K-9 Therapy by Cylvia Hayes


My dog doesn’t wear a special official-looking vest.  She hasn’t been trained or certified for any special abilities.  She’s not welcome in grocery stores or hospitals.  But, she is most definitely a service dog, providing me with a continuous flow of mental health therapy.

Tessa and I have shared our lives for seven years.  She has been with me through success and failure, happy times and despair.  Her constant, unflagging, tail-wagging love has lifted me through some very painful times, especially over this past year.

Her therapeutic practices include: 

  • Diversion Techniques

When I am stressed and obsessed with some problem, my mind racing off in the distance, Tessa will take action.   Sometimes she gently rubs her face against me.  Sometimes she crawls up onto the couch beside me.  Sometimes she flips her food bowl over with a loud metallic clang and I watch the kibbles explode across the kitchen floor.  Sometimes she gets fussy and whiney, going to the door asking to be let out even though she has a pet door.  It might annoy me a little bit but it brings me back to the present. 

  • Leading by Example

Like most well-loved, well-treated dogs, Tessa fully immerses herself in the moment.  She sniffs all manner of things with nose buried deep, pulling in full, fascinating clouds of scent.  She rips around with other dogs with no care at all who’s watching or when the next deadline is.  She naps in the sun in the middle of the sidewalk or on the chaise lounge in my backyard, the full length of her 100-pound body totally relaxed soaking up the warm rays.  She listens, with full focus, for the scrabble of “Rocky Raccoon” on the back deck.

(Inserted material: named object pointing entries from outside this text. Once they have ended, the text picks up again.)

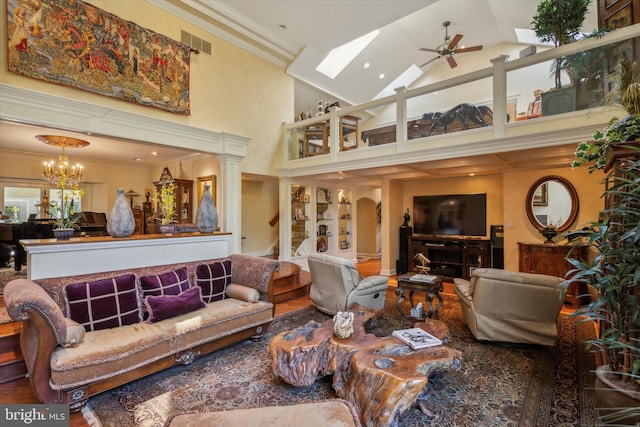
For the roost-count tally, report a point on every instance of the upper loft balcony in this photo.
(511, 105)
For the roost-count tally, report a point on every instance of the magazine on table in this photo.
(423, 278)
(416, 338)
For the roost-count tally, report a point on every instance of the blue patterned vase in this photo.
(121, 222)
(207, 216)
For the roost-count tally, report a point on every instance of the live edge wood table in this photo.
(380, 376)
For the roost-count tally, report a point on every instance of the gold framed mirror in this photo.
(552, 201)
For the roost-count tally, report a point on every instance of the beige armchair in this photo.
(505, 306)
(336, 284)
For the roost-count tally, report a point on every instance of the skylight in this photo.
(409, 76)
(341, 56)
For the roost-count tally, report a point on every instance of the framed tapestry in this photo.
(75, 44)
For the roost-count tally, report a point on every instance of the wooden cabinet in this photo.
(451, 256)
(539, 258)
(138, 218)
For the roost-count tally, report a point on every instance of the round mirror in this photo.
(552, 201)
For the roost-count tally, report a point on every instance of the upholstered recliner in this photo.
(505, 306)
(336, 284)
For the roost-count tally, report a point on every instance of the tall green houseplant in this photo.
(614, 272)
(559, 22)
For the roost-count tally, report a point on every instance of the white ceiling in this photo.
(313, 28)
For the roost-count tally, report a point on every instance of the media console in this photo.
(451, 256)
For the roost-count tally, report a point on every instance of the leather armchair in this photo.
(506, 306)
(336, 284)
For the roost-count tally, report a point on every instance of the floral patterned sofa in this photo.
(82, 335)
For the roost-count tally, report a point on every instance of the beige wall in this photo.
(506, 201)
(232, 90)
(259, 206)
(516, 185)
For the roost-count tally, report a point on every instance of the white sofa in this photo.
(336, 284)
(505, 306)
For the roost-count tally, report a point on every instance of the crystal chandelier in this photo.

By example, she reminds me to use my senses, to take time to fully focus on what’s before me, to see rare beauty in a simple moss and drool covered stick.  To be present.  To be. 

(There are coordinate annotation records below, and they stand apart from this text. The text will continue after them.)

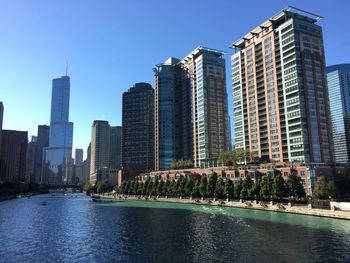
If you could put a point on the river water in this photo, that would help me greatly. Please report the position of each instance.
(74, 229)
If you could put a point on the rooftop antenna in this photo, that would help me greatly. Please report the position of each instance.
(66, 68)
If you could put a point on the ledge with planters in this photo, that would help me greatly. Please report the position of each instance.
(267, 206)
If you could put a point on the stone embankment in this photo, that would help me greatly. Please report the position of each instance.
(267, 206)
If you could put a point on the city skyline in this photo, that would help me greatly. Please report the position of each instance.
(113, 77)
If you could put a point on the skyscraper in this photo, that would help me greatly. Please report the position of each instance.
(58, 165)
(137, 130)
(115, 156)
(1, 119)
(191, 116)
(41, 143)
(100, 150)
(79, 155)
(13, 156)
(280, 96)
(338, 77)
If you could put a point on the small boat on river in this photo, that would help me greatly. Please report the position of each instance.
(98, 199)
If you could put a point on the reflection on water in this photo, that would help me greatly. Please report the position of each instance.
(74, 229)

  • Cat Salvation Exercises

When depression or emotional exhaustion overwhelms me I flatten out on the couch and anesthetize myself binge-watching Game of Thrones or Heartland or cheesy Hallmark movies.  Patient, loving Tessa snuggles on the couch with me for hours, even a full day or so.  Then, when she figures it’s gone on long enough, she gets up and flings her huge, but graceful long body into the air in an impish pounce landing just inches from the highly annoyed, hissing cat.  If I remain prone she then seeks out the other cat, nosing it, pushing it off the chair where it is napping.  This is when I know I need to get my butt off the couch and take her for a run.  She deserves some exercise and the cats deserve a little peace.  It’s enough to get me to shake off the funk and start moving forward again.

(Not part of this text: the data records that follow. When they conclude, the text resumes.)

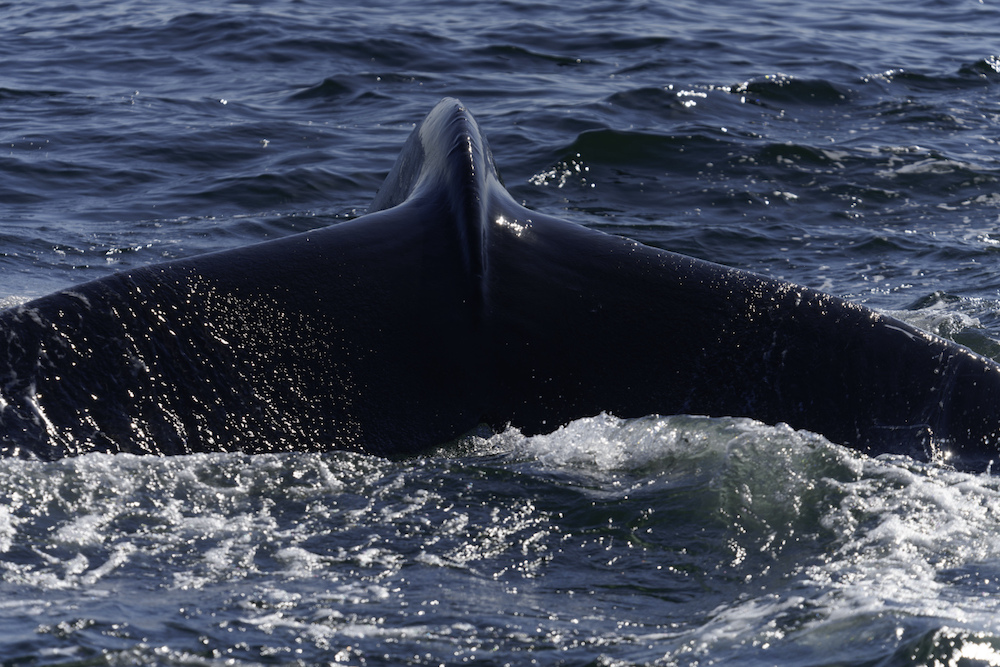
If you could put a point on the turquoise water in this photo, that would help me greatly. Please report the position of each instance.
(842, 146)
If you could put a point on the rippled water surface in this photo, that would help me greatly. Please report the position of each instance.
(849, 147)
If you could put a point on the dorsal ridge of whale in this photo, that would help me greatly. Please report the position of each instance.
(446, 172)
(449, 305)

  • Acceptance Immersion Practices

No matter what I have done, no matter what’s been done to me, no matter what people are saying about me, Tessa thinks I am terrific.  On the day of my greatest achievement and the day of my most catastrophic failure she greets me with exactly the same joyous, smiling, gyrating affection.  When I question my own worth she assures me I am the most valuable person on Earth.

Her services and her friendship are priceless.